Untuk itu, konsep apa yang dapat ditawarkan? Apakah melalui jalan institusional atau jalan budaya? Dengan jalan top-down atau bottom-up? Dengan jalan antisipatif atau terstruktur? Tatanan institusional saat ini sudah tidak bisa dijadikan pijakan untuk mengambil langkah perubahan, singkatnya lebih baik mendesain generasi sekarang untuk menata masa depan. Logika Pancasila yang merupakan kunci kebudayaan dan peradaban justru akan menjadi kekuatan besar untuk mencetak generasi yang bermoral. Jalan top–down kerap kali mencerminkan bahwa progam yang dijalankan tidak tepat sasaran karena hanya menyentuh permukaan masalah. Sedangkan jalan antisipatif tidak menjangkau jangka panjang.
Lantas pendidikan seperti apa yang dicita-citakan? Pemuda ideal seperti apa yang diharapkan bangsa ini? Raden Hadji Oemar Said Tjokroaminoto dalam tulisannya mengungkapkan bahwa insan kamil adalah pemuda yang dapat membaca realita dengan garis keilahian melalui Konsolidasi, Hijrah, Zelfbestur, dan Aksi. Sehingga sudah seharusnya pendidikan mampu mencetak karakter pemuda insan kamil tersebut.

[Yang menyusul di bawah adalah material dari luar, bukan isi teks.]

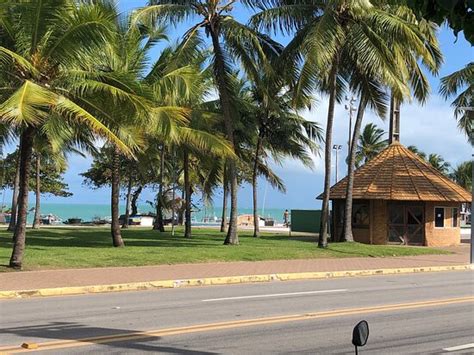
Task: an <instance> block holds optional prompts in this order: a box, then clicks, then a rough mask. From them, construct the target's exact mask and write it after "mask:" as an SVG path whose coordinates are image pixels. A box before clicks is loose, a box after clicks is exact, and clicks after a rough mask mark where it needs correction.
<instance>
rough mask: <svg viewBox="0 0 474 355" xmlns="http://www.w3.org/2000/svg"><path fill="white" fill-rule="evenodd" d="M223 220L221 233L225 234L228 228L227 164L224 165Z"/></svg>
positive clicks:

Ada berbagai aspek pendidikan yang dapat direkonstruksi. Antaranya aspek kurikulum, guru, dan harmonisasi antara pemerintah dengan stakeholder. Dalam spirit Ki Hajar Dewantara, pendidikan harus diselenggarakan sebagai “Taman yang Menguatkan” sehingga siswa merasa aman dan nyaman. Akhirnya siswa merasa memiliki tempat dan dihargai keunikannya (memanusiakan manusia). Kurikulum harus fleksibel, integratif, dan berkelanjutan. Ikhtiar ini dapat dilakukan dengan mengembangkan kurikulum-kurikulum pilihan yang selaras dengan karakter dan potensi unggulan daerah. Melalui kurikulum perlu diperkokoh berbagai karakteristik pribadi peserta didik sebagai warga negara yang memiliki jiwa nasionalisme yang kuat dan perilaku keberagamaan yang kokoh sesuai dengan Pancasila dan filosofi Bhinneka Tunggal Ika.
Dari sisi guru, guru merupakan salah satu kunci perubahan. Seorang guru harus sudah selesai dalam konsep hubungan dengan Tuhan, alam dan manusia. Sehingga dengan itu harapannya seorang guru dapat menjadi role model yang memiliki nilai-nilai seperti berkarakter, dapat berperan sebagaimana tiga nilai Ki Hajar Dewantara dibagian awal tadi, pembelajar sepanjang hayat, transformatif, dan adaptif. Kemudian dikarenakan perbaikan itu dengan bottom–up maka antara pemerintah dan institusi pendidikan harus menjalin konsolidasi serta komunikasi yang baik. Seluruh pemangku kebijakan harus memiliki kemampuan yang kuat untuk menjadikan pendidikan sebagai agenda pembangunan yang utama. Dengan ini, pada akhirnya generasi Indonesia diharapkan dapat menjadi generasi yang memiliki jiwa kaprawiran alias unggul, bermartabat, religius, nasionalis, dan berbudaya.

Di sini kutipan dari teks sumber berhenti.